Nuova magia di Tim Gajser nell'edizione 2020 degli Internazionali D'Italia Motocross di Ottobiano. Il pilota sloveno, già trionfatore del primo round del trittico pre-mondiale in Sardegna, si è imposto perentoriamente in Lomellina vincendo sia la prima manche di classe MX1, sia la finale di giornata, aumentando il suo margine di vantaggio in testa alla graduatoria. Nonostante i soli 23 anni di età, Gajser, pilota ufficiale Honda, è già alla ricerca del quarto titolo mondiale. Aveva debuttato nella classe regina proprio agli Internazionali D'Italia nel 2016, prima di incamerare uno strepitoso titolo iridato al debutto. Di umili origini ma di straordinario talento, Gajser è sempre più in pole per la sfida con Antonio Cairoli.

Nemmeno il nuovo compagno di team di Gajser ha però scherzato, chiudendo non lontano dal caposquadra in tutte e due le gare che ha disputato. Si tratta del debuttante Mitch Evans (curiosamente omonimo del pilota Jaguar in Formula E). A soli 21 anni, proveniente da una buona stagione in MX2, l'australiano ha terminato secondo sia gara 1 che la finale Supercampione, che come da tradizione ha visto partecipare i migliori 40 piloti emersi dalle gare MX1 e MX2. Gli italiani di vertice sono risultati nella manche MX1 Ivo Monticelli e nella Supercampione Alberto Forato, pilota "junior” Husqvarna.

Che sfida Jasikonis-Evans!

La pole position al termine delle qualifiche era andata ad un altro protagonista del Mondiale, Arminas Jasikonis.
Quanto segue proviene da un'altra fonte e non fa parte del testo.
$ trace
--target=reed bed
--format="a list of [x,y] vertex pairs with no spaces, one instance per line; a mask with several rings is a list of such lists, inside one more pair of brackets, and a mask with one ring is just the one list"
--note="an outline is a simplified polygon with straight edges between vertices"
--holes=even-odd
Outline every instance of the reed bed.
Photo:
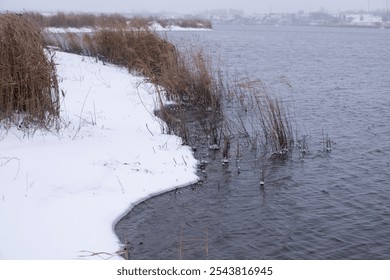
[[41,30],[23,16],[0,14],[0,121],[21,129],[52,128],[59,120],[53,56]]
[[158,23],[164,28],[180,26],[184,28],[212,28],[210,20],[190,17],[190,18],[159,18],[153,16],[124,16],[121,14],[92,14],[92,13],[63,13],[44,16],[36,12],[25,12],[23,16],[35,22],[42,28],[82,28],[82,27],[131,27],[135,29],[149,28],[153,23]]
Il 22enne lituano della Husqvrna si candida a diventare un contendente stabile per il successo. Ma dovrà giocarsela proprio con Evans: incredibilmente, al termine delle prove, entrambi avevano segnato lo stesso tempo, con Jasikonis andato a prevalere in virtù del momento successivo in cui ha marcato il crono record.

Da sottolineare, oltre alle quasi 30 nazioni rappresentate, il fatto che la somma delle età dei tre piloti sul podio non abbia superato i 66 anni, elemento indice del grande rinnovamento in corso nella disciplina.

Da segnalare la buona partecipazione di pubblico, in una giornata che ha preso il via con una fitta nebbia ma che è poi andata a migliorare fino all'arrivo del sole per la finalissima decisiva. Ancora una volta, l'impianto ha centrato l'obiettivo di dare vita al territorio, nonché di massimizzare le ricadute positive a livello di indotto. Da segnalare anche la presenza di diversi VIP, a partire dal vincitore di MasterChef AllStars Michele Cannistraro, che ha curato il catering, fino ad arrivare al mitico Arturo Merzario, pilota celebre per il “salvataggio” di Niki Lauda nel rogo del Nurburgring 1976.

MX2 - Renaux al top ma impressionano Adamo e Facchettu

In MX2 la pole position è andata a Roan VanDeMoosdijk (Kawasaki), partito però attardato e finito fuori pista all’esterno di una curva. A vincere la prova pavese è stato Maxime Renaux, scattato bene e bravo nel superare alcuni avversari portandosi al comando dopo pochi giri. Bene anche il compagno di Renaux, Andrea Adamo, che dopo essere stato in testa, ha perso un po’ il ritmo terminando sesto. Secondo Gianluca Facchetti. Il giovane bergamasco ha preceduto Tom Vialle. Renaux è stato anche il migliore dei piloti della "250" nella finale supercampione, sesto assoluto davanti anche a numerosi protagonisti della classe regina.

125 – Razzini e Roncoli battono McLellan

Nella ottavo di litro Pole Position per Camden McLellan (Husqvarna), ma in gara il sud africano non ha saputo sfruttare il tempo staccato alla mattina. La vittoria nella prima manche va a Pietro Razzini (Husqvarna), partito al comando e capace a tenere a distanza i suoi avversari, che si sono alternati alle sue spalle. In gara 2 Andrea Roncoli è scattato velocissimo andando a conquistare la leadership della manche, allungando sugli avversari nelle prime fasi. Secondo Vettick Maico, partito a ridosso dei primi, mentre terzo ha chiuso Razzini in recupero.